In her shoes

Maggie est convaincue que son seul atout dans la vie réside dans son art d’aimanter le sexe opposé. Dyslexique et certaine de n’avoir aucune aptitude intellectuelle, elle a toujours privilégié le maquillage aux livres. Sa principale qualité : savoir toujours dénicher la tenue idéale pour n’importe quelle occasion. Rose est en revanche une brillante avocate officiant dans un prestigieux cabinet de Philadelphie. Mais cette grande bosseuse a un point faible : son corps et ses incessantes variations de poids qui l’ont poussé depuis longtemps à renoncer à toute sorte de vie amoureuse. Son unique réconfort : les chaussures, car contrairement aux vêtements, elles lui vont toujours bien. Tout oppose les deux soeurs, dont l’unique point commun est la pointure. Après un violent clash, les deux soeurs vont peu à peu se rapprocher…
Curtis Hanson a pris pour habitude de nous faire découvrir ses interprètes sous un nouveau jour, que ce soit Russell Crowe ou Eminem, respectivement dans L.A. Confidential et 8 Mile.
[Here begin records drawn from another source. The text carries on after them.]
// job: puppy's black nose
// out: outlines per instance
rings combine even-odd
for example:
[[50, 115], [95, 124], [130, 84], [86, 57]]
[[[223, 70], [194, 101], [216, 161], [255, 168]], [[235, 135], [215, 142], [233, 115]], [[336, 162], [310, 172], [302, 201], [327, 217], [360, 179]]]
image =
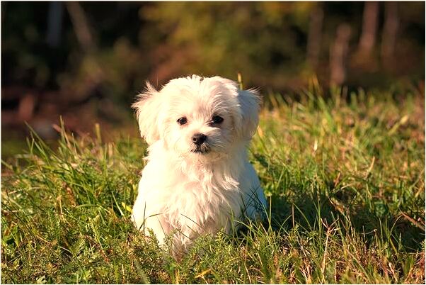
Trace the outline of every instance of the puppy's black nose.
[[196, 133], [192, 135], [192, 142], [197, 145], [200, 145], [206, 141], [206, 138], [207, 138], [207, 137], [205, 135], [202, 133]]

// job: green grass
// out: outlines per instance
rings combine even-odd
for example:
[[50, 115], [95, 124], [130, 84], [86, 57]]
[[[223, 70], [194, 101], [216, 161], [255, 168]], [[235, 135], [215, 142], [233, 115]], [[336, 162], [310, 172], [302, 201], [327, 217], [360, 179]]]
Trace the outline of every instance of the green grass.
[[423, 96], [311, 89], [261, 113], [268, 220], [178, 262], [129, 221], [142, 140], [28, 139], [3, 164], [2, 282], [425, 283]]

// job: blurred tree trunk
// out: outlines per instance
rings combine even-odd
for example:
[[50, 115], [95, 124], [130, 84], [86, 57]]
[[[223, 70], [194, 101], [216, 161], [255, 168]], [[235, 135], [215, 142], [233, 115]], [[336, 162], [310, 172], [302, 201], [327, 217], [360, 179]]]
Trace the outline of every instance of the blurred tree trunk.
[[62, 4], [61, 2], [52, 1], [49, 4], [46, 41], [52, 48], [57, 48], [61, 42], [62, 15]]
[[398, 26], [398, 3], [386, 2], [385, 22], [381, 40], [381, 61], [385, 68], [388, 68], [393, 62]]
[[321, 45], [323, 16], [324, 13], [320, 6], [316, 6], [311, 12], [306, 57], [312, 69], [315, 69], [318, 66]]
[[79, 2], [66, 1], [67, 9], [69, 13], [71, 21], [74, 27], [74, 31], [79, 43], [86, 52], [96, 50], [96, 45], [91, 33], [90, 26], [84, 11]]
[[364, 55], [370, 55], [374, 48], [378, 18], [379, 4], [374, 1], [364, 2], [362, 32], [358, 47], [359, 52]]
[[330, 85], [342, 85], [346, 79], [346, 65], [351, 28], [347, 23], [339, 25], [336, 38], [330, 50]]

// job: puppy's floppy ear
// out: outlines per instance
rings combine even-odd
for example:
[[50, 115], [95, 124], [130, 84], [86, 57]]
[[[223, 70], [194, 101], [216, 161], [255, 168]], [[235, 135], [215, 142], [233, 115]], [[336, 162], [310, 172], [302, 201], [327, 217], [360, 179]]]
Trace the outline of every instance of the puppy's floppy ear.
[[149, 145], [160, 139], [159, 115], [161, 113], [161, 94], [148, 82], [146, 90], [139, 94], [132, 108], [136, 110], [141, 136]]
[[250, 139], [256, 132], [259, 123], [259, 108], [262, 99], [257, 91], [238, 90], [237, 100], [241, 108], [241, 122], [237, 131], [243, 138]]

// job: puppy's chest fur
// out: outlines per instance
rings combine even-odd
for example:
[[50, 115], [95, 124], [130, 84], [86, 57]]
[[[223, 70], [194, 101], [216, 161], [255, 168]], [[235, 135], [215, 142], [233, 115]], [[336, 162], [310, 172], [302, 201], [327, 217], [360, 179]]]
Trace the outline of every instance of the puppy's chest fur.
[[224, 164], [181, 166], [168, 174], [174, 183], [164, 185], [164, 194], [169, 194], [164, 197], [165, 218], [173, 228], [209, 232], [226, 225], [231, 216], [240, 216], [239, 174]]
[[[143, 171], [142, 179], [159, 177], [158, 169], [167, 169], [152, 185], [143, 189], [148, 201], [149, 215], [159, 212], [168, 225], [165, 231], [174, 230], [192, 233], [214, 233], [230, 227], [231, 217], [241, 213], [242, 194], [239, 177], [243, 169], [243, 157], [209, 164], [190, 161], [175, 161], [171, 157], [151, 160]], [[159, 164], [163, 165], [159, 165]], [[148, 183], [149, 184], [149, 183]], [[153, 197], [156, 197], [152, 201]]]

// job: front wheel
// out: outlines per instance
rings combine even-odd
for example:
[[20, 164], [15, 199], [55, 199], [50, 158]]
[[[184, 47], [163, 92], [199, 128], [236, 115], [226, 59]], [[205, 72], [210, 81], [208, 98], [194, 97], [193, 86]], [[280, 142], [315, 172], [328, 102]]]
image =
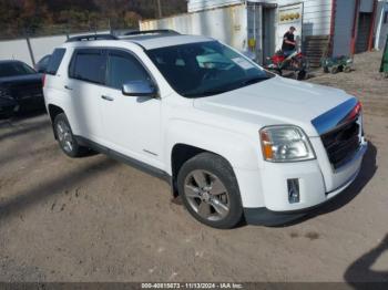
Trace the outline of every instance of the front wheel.
[[178, 191], [188, 213], [214, 228], [233, 228], [243, 217], [236, 177], [221, 156], [202, 153], [187, 160], [177, 176]]

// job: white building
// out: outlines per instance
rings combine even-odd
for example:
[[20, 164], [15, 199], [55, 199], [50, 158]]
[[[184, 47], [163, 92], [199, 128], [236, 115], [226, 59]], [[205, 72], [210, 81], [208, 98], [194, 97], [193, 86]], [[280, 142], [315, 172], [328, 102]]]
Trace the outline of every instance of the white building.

Dans In her shoes, il ne déroge pas à la règle en offrant à Cameron Diaz son meilleur rôle. Bonne nouvelle, le film ne se limite pas à ça.
Soyons francs, le film doit beaucoup à la qualité de ses trois principaux interprètes. L’expérimentée Shirley MacLaine, la toujours excellente Toni Collette et la sublime Cameron Diaz. Si l’on savait cette dernière capable de jouer autre chose (Being John Malkovich) que les potiches (Charlie’s Angels), on en est cette fois-ci totalement convaincu. A l’aide de dialogues savoureux, les trois actrices se renvoient la balle en jouant tantôt sur la comédie, tantôt sur l’émotion avec une grande justesse. Du coup, les seconds rôles sont un peu mis à l’écart. La meilleure amie de Rose apparaît par exemple dans deux ou trois scènes sans que l’on prenne son personnage au sérieux par manque de profondeur. De même son petit copain est un peu laissé pour compte. Seule la plus grande amie de Ella sort du lot grâce à quelques répliques cinglantes. Tout ceci, on l’imagine, dans le but de renforcer la relation entre les deux sœurs et leur grand-mère. Admettons.
S’il faut évidemment voir le film pour ces trois actrices, Hanson, avec un scénario somme toute convenu et prévisible, s’en sort admirablement. Il arrive même à transcender son sujet pour nous offrir une très belle histoire fraternelle sans jamais recourir à un quelconque second degré. Au contraire, il assume totalement ses choix et prend son temps pour distiller l’émotion. Le format du film l’atteste, 2h10, là où la plupart des comédies de ce genre ne dépassent pas 1h40. Hanson développe ses personnages avec attention, passant de l’un à l’autre sans jamais nous perdre. Au final, trois portraits de femmes plus riches que présumés. Et si l’on devine très rapidement ses attentions, il les traite avec suffisamment de talent pour que l’on y croie. Un exercice de style remarquable.